Furthermore, we consider the most harmful events for the population in terms of injuries.

ggplot(injuries_10, aes(x = EVTYPE, y = INJURIES))+ 
  geom_bar(stat = "identity", fill = "blue", na.rm = FALSE, show.legend = FALSE) +
  theme(axis.text.x = element_text(angle = 90, hjust = 1)) +
  xlab("Event Type") + ylab("Injuries") +
  ggtitle("Injuries in the U.S. by top 10 events") +
  theme(plot.title = element_text(hjust = 0.5))

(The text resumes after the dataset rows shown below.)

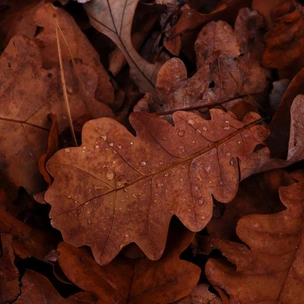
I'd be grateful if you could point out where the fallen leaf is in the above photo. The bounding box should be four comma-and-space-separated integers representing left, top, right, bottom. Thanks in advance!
83, 0, 164, 93
202, 170, 304, 303
15, 270, 96, 304
0, 234, 20, 304
262, 1, 304, 78
265, 68, 304, 158
149, 8, 269, 113
206, 169, 294, 241
57, 219, 200, 304
45, 107, 269, 265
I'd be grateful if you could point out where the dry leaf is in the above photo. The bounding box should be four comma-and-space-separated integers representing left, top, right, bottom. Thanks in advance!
262, 1, 304, 78
57, 219, 200, 304
202, 170, 304, 303
148, 8, 269, 113
83, 0, 164, 93
45, 107, 269, 265
0, 234, 20, 303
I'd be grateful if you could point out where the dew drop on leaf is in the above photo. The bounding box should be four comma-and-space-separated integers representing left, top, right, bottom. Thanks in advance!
198, 197, 205, 206
178, 130, 185, 136
106, 170, 115, 181
65, 148, 70, 153
157, 182, 164, 188
187, 119, 194, 125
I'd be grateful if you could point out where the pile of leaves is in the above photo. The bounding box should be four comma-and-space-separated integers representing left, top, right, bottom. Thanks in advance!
1, 0, 304, 303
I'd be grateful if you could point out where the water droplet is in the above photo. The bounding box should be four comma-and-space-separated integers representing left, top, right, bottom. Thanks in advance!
130, 141, 134, 145
118, 144, 122, 149
141, 161, 147, 166
198, 198, 204, 206
109, 142, 114, 146
204, 166, 211, 173
125, 234, 129, 238
202, 127, 207, 131
157, 182, 164, 188
187, 208, 191, 212
225, 120, 230, 123
101, 135, 107, 141
201, 216, 206, 220
208, 181, 212, 184
238, 141, 241, 144
106, 170, 115, 181
223, 126, 230, 130
95, 145, 99, 149
196, 129, 201, 134
187, 119, 194, 125
68, 195, 71, 198
178, 130, 185, 137
159, 161, 164, 165
192, 140, 195, 144
65, 148, 70, 153
226, 152, 231, 156
132, 193, 138, 198
164, 173, 169, 177
230, 159, 236, 165
254, 223, 259, 228
162, 136, 168, 141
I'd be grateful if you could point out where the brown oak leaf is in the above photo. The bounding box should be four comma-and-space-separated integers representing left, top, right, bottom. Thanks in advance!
142, 8, 269, 113
57, 219, 200, 304
45, 107, 269, 265
200, 170, 304, 302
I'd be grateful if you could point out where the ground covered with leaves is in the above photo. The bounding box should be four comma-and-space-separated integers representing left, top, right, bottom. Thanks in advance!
1, 0, 304, 303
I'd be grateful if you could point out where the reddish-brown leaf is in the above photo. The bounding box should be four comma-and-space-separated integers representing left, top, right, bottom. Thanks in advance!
148, 8, 269, 113
57, 220, 200, 304
0, 234, 20, 303
83, 0, 164, 93
262, 1, 304, 78
45, 107, 269, 265
201, 170, 304, 303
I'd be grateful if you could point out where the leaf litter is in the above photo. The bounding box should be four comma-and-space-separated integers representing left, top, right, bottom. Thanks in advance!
1, 0, 304, 303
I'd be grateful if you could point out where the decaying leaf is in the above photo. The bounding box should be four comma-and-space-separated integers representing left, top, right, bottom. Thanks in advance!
57, 220, 200, 304
145, 8, 269, 113
201, 170, 304, 303
0, 234, 20, 304
83, 0, 164, 93
45, 106, 269, 265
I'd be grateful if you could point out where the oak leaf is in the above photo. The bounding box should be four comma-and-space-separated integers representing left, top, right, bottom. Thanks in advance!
200, 170, 304, 303
83, 0, 164, 93
57, 220, 200, 304
45, 107, 269, 265
262, 1, 304, 78
0, 4, 114, 197
146, 8, 269, 113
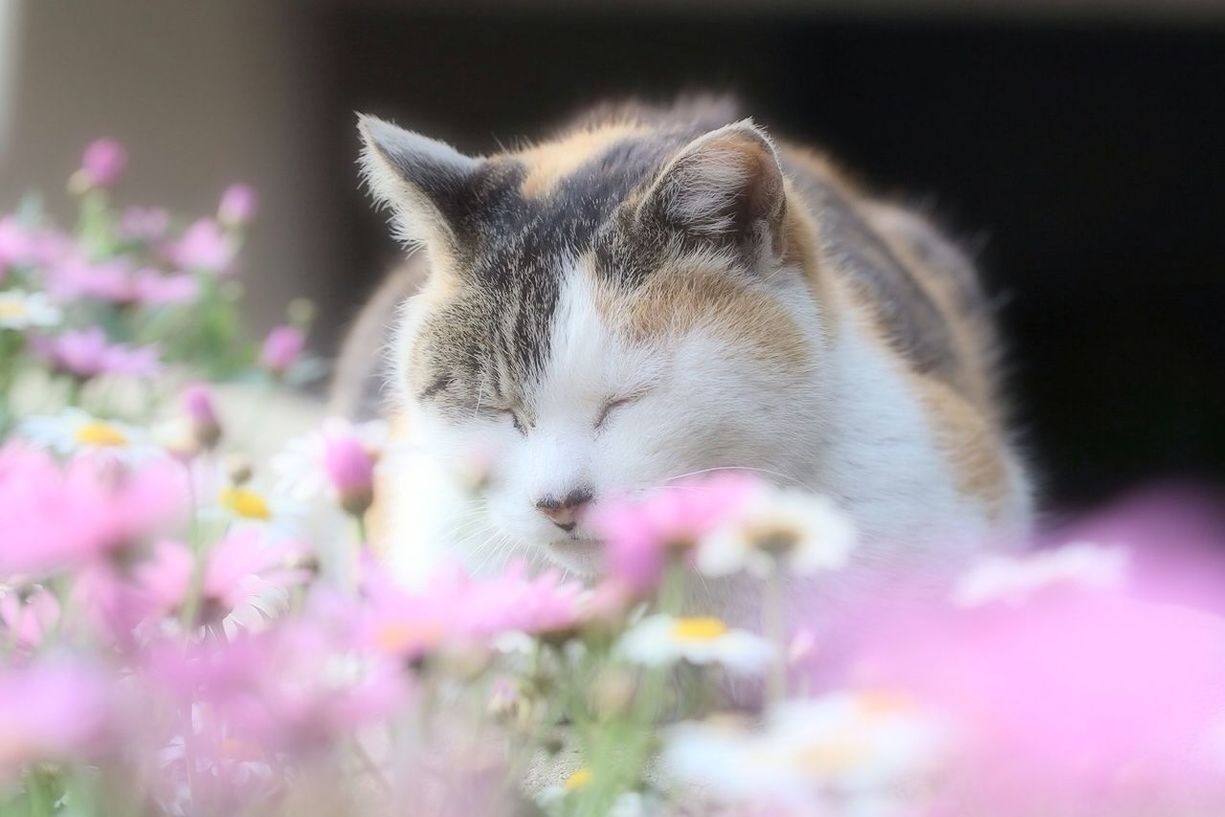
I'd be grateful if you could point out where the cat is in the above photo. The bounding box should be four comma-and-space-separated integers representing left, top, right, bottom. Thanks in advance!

Also in this case, the biggest damage in terms of population health comes from the tornadoes, being bigger than the other causes by an order of magnitude. The excessive heat is still present, but its influence on injuries compared to fatalities is less evident. We notice the appearence of other events such as floods, lightnings and TSTM winds with a similar effect to the excessive heat.

Economic consequences

We compare the damage (in terms of millions of dollars) to properties and crops in the following plot.

par(mfrow = c(1, 2), mar = c(10, 4, 3, 3))
barplot(property_10$PROPERTY_DAMAGE, las = 3, names.arg = property_10$EVTYPE, 
    main = "Top 10 Property Damage", ylab = "Cost [$]")
barplot(crop_10$CROP_DAMAGE, las = 3, names.arg = crop_10$EVTYPE, 
    main = "Top 10 Crop Damages", ylab = "Cost [$]")

It can be noticed that the floods are the main cause of property damage, doubling the damages due to typhoons, tornadoes and storm surges. On the other hand, droughts are the main problem when talking about crops.